There is also discussion about the wider impact of globalisation including potential harms, and unintended outcomes, as well as efforts to understand how potential power imbalances may affect the collaboration[33]. Whilst our study did not explore these details due to the limited information available, we did find descriptions of collaborations seemed to focus more on the benefits for the international medical school, with little description of the benefits to the UK medical schools. The lack of information on the benefits to UK medical schools and universities is a noteworthy absence and may indicate either that such benefits are not expected, or else that there may be other perceived benefits to the UK medical schools that are not considered suitable for public discussion, such as monetary gain. This warrants further study, particularly in the light of historical power dynamics between the UK and low- and middle-income countries (LMIC), and how this may affect the positioning of the UK medical school as the donor, or expert, and the international medical school as the recipient in the collaboration, especially when the stated intended benefits include use of branding. As commercial knowledge transfer in higher education becomes an increasingly lucrative income stream for many institutions, it has opened up debate about academic capitalism, and whether this could ever be truly aligned with the partnership model where both parties are seen as equal contributors[3]. Despite the clear message from the literature on globalisation is that its primary driver is economic, the webpages reviewed in this study rarely used economic language. This is surprising given the financial implications for the UK institutions, and the potential benefits of this revenue stream to the wider university community.
Another focus in the current literature is how to successfully deliver collaborative partnerships, which is almost exclusively focussed on post-contractual practical tips including curriculum development, faculty development, and quality assurance[7, 34]. Whilst important areas such as cultural nuances, preparation and support of staff, and logistical barriers, are considered, there is little mention of the legal contracts that underpin collaborations and determine the nature of the relationship. Such contracts can form a crucial part of the foundation of a relationship, and whilst guidance for business collaboration agreements for universities exists[35], given the growth of medical education collaboration in the last decade, it may be beneficial to develop a consensus statement or best-practice guidance of specific areas to consider when approaching such collaborations. This could increase transparency around costing, more efficient use of resources, and the breadth of services that could be included.
The strength of this study lies in the systematic identification of UK medical schools and the independent data collection by two researchers. An important limitation is that the study relies on information on webpages, and it is likely that not all collaborations are captured on medical school webpages and that some information may not be accurate or complete.

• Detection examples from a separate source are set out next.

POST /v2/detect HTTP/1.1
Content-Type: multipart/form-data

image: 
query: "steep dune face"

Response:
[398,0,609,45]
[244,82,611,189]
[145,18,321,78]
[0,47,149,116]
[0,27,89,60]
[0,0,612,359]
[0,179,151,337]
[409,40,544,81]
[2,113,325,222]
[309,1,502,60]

Further research in this area should focus on requesting information from medical schools, for example using a survey, although the commercial nature of some collaborations may limit the responses to such an approach.
This study can help education leaders and policymakers considering future collaborations in medical education to identify the current nature and scope of relationships to consider possible approaches. In particular, the case studies help to illuminate some possible models that may be replicated or developed further in the future. It also forms the basis for a wide range of future research programmes that can examine these collaborations through various lenses. Creative approaches to gather further information about commercial activities at UK medical schools should also be explored. There may be a role, for example, for a structured network or community of UK medical schools who are more actively involved in the international space, who could work together to share best practices and further develop scholarship in this space. Such scholarship should seek to serve partner medical schools, which are often from lower income countries, as well as the UK schools.
Despite the sparse academic literature about international collaborations in medical schools, especially in the UK context, this study highlights a significant degree of activity that warrants further investigation to examine consequences for students, teachers, and institutions involved on both sides of these relationships.